Lessons & Connections

By Logan Sweet ’15
Spring Summer 2022 Issue

Hundreds of entry-level, middle management and senior executives converge on Susquehanna’s campus — hailing from around the world and across various professions and industries — to serve career and life lessons to their future alumni community. The recipe for Break Through is simple: multiply students’ eagerness to learn by an insanely devoted alumni base.

Now in its 10th year, what is now Break Through didn’t just happen overnight. Its inspiration came from departmental and major-specific career days with little cross-campus collaboration and promotion. This often resulted in high alumni attendance with small numbers of students participating.

“I was a member of the Sigmund Weis School of Business Student Advisory Board when we developed an earlier version of a networking conference for business students,” says Kyle Robertson ’11, a vice president for J.P. Morgan Asset Management Solutions. “Our objective was to provide opportunities for both intentional discussions on topics beyond the classroom and also casual interactions between students and alumni in an environment that was comfortable for students.”

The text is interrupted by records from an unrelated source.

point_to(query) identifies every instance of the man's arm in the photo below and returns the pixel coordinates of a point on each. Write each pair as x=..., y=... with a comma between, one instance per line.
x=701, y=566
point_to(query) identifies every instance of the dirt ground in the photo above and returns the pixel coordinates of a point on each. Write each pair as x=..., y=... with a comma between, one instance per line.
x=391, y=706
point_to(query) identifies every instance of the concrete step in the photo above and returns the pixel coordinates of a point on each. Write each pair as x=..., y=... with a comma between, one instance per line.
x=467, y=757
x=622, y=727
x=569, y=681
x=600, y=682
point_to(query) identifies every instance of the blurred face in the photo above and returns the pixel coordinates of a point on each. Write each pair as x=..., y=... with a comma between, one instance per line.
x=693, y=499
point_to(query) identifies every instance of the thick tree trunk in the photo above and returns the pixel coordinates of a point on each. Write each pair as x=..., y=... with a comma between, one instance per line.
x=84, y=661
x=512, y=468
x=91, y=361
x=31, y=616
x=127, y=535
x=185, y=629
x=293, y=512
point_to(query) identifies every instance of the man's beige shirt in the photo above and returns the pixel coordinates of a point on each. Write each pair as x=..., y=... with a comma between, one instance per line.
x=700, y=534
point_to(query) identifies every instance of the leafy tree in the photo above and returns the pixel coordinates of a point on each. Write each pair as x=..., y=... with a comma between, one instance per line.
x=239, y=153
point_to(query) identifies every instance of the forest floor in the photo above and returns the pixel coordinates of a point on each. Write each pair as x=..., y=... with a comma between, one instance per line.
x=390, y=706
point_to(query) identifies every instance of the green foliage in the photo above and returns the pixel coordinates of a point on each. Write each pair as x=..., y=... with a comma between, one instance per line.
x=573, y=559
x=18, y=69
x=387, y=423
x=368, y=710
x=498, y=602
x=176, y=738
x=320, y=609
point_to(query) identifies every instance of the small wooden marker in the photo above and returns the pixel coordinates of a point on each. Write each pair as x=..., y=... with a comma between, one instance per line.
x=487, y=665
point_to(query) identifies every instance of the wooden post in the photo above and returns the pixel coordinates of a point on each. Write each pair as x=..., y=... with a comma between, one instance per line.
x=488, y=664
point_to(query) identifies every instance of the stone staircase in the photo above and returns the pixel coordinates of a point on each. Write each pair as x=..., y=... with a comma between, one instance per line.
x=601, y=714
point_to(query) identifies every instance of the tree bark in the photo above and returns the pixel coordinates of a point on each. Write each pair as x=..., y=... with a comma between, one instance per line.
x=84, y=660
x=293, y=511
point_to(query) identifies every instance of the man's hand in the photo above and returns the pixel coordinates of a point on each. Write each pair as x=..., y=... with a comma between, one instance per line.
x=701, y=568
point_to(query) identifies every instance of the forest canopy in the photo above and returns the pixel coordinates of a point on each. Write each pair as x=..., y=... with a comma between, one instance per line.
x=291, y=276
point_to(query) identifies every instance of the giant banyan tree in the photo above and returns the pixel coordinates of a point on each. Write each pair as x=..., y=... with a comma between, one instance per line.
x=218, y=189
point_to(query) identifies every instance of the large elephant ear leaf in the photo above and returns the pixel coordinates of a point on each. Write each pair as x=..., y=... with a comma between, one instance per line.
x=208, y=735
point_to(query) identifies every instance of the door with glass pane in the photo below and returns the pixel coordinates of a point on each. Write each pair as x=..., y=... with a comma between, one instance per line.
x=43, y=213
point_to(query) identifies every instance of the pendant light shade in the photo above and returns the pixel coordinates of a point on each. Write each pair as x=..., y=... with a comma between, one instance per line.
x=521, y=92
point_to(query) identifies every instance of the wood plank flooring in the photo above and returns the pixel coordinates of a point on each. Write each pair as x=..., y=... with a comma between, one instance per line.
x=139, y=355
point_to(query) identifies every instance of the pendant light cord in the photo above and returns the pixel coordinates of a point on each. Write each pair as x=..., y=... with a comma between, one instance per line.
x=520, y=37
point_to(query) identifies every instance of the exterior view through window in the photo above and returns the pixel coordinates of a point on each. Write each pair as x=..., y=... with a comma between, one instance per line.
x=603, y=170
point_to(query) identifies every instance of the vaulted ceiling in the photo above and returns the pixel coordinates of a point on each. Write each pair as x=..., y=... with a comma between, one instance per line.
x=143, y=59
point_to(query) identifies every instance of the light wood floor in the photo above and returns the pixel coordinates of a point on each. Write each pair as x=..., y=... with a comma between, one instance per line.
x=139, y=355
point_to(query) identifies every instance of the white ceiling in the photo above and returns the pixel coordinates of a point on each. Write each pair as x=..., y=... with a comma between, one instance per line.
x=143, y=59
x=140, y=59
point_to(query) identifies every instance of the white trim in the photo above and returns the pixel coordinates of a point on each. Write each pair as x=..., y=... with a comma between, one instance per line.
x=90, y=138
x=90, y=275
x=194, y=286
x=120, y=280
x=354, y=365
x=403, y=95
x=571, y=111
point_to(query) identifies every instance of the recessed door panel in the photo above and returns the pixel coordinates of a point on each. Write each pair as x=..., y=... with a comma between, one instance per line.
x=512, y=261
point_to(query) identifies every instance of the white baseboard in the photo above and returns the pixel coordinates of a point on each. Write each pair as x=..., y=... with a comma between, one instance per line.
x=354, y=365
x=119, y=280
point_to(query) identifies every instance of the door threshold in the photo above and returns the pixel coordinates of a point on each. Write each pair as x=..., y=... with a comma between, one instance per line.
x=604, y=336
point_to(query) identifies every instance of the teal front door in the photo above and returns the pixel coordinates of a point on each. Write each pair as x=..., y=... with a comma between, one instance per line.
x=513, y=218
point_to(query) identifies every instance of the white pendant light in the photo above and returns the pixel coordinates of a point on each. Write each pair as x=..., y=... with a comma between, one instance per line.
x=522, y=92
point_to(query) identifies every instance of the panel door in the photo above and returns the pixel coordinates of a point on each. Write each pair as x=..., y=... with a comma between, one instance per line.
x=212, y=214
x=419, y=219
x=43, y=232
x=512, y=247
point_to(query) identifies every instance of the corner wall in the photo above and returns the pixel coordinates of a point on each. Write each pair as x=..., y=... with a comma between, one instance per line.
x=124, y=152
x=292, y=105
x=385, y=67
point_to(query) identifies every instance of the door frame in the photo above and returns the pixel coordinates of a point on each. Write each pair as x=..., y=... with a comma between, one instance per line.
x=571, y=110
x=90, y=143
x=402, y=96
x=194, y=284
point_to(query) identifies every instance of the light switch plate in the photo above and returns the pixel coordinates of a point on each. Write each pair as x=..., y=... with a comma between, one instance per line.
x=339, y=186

He says they quickly realized it needed to expand. “While this was a great opportunity for the business students who attended,” Robertson adds, “the event had the potential to be much more impactful.”

Alumni participants provided similar feedback, saying they were sometimes disappointed with the turnout. The university heard its student and alumni community and decided to make a change. 

In 2011, the Office of Alumni Relations — in partnership with the Career Development Center and Sigmund Weis School of Business — formed a planning committee with students, alumni, faculty and staff. The committee was tasked with developing a campuswide event with relevant and engaging programming that would lead to more student attendees. After meeting several times, the committee’s research identified that better naming and marketing of the event, involving faculty and opening attendance to all majors would be key to increasing participation.

Stephanie Chan ’13, now a vice president for JPMorgan Chase & Co., was a student volunteer on the committee.

“Break Through is not your traditional networking event, nor was it ever intended to be,” she recalls.

“We designed events that were informative, collaborative and beneficial to individuals of diverse backgrounds, fields and philosophies,” Chan says. “We created opportunities to explore various topics, connect with peers and experienced professionals and to grow through shared experiences. Most importantly, we aimed to inspire individuals to be active participants in their futures and to envision their own definitions of success.” 

“Once everyone began to collaborate, our original concept really became the exciting event we know today,” Robertson adds. “I believe Break Through has become one of the university’s marquee events, demonstrating the passion that Susquehanna alumni have for supporting current students and the reciprocal commitment students have for self-development and their futures after graduation.” At Break Through 2022, nearly 200 alumni gathered virtually and in person — with approximately 700 students and 40 different panel discussions — during the six-day event. 


“We’ve found success because we really listen to students and give them the programming they want and need,” says Allie Grill, director of the university’s Career Development Center. “We pay attention to the topics being brought up by students in advising appointments, in classrooms, in meetings, etc., and then we find alumni who can speak to those topics.”

Susan Kreisher, associate director of alumni relations, notes that strong relationships with faculty partners have also contributed to Break Through’s success.

“Our faculty understand the importance of Break Through and the impact it can have on a student’s experience at Susquehanna,” she says. “They are our biggest advocates in encouraging students to attend the on-campus conference. And, they are able to identify qualified panelists —and are willing to serve as moderators in their sessions — ensuring that strong connections are made between alumni and student participants.”

In addition to career-specific panel discussions, alumni panelists also present general sessions on topics like money management and personal branding, and how to pivot when a first plan doesn’t work out. Additional conference programming includes a career expo with regional and national employers, résumé review, mock interviews, affinity group networking, free LinkedIn headshots and more.


As the university prepares for the next decade of Break Through conferences, Michaeline Shuman, assistant provost for post-graduate outcomes and civic engagement, sees evolution as a recipe for continued success.

“Our faculty partners continue to adapt their curriculum to meet the needs of the professional world,” Shuman says. “This is why our students can now study things like arts administration or sustainability management or luxury brand marketing.”

“Likewise, we will continue to evolve and offer Break Through programming that meets the needs of an ever-changing world,” she adds.

Future panel discussions could explore topics like managing mental health in the workplace, maintaining civic engagement throughout one’s lifetime or deciding when to move on from a professional opportunity.

“More and more, graduates are not just looking for a job. They are hoping to answer their calling and to be a part of something that they are passionate about,” Shuman says. “They want to work for employers that are socially conscious, that care about the environment and sustainability, and that are invested in diversity and inclusion.”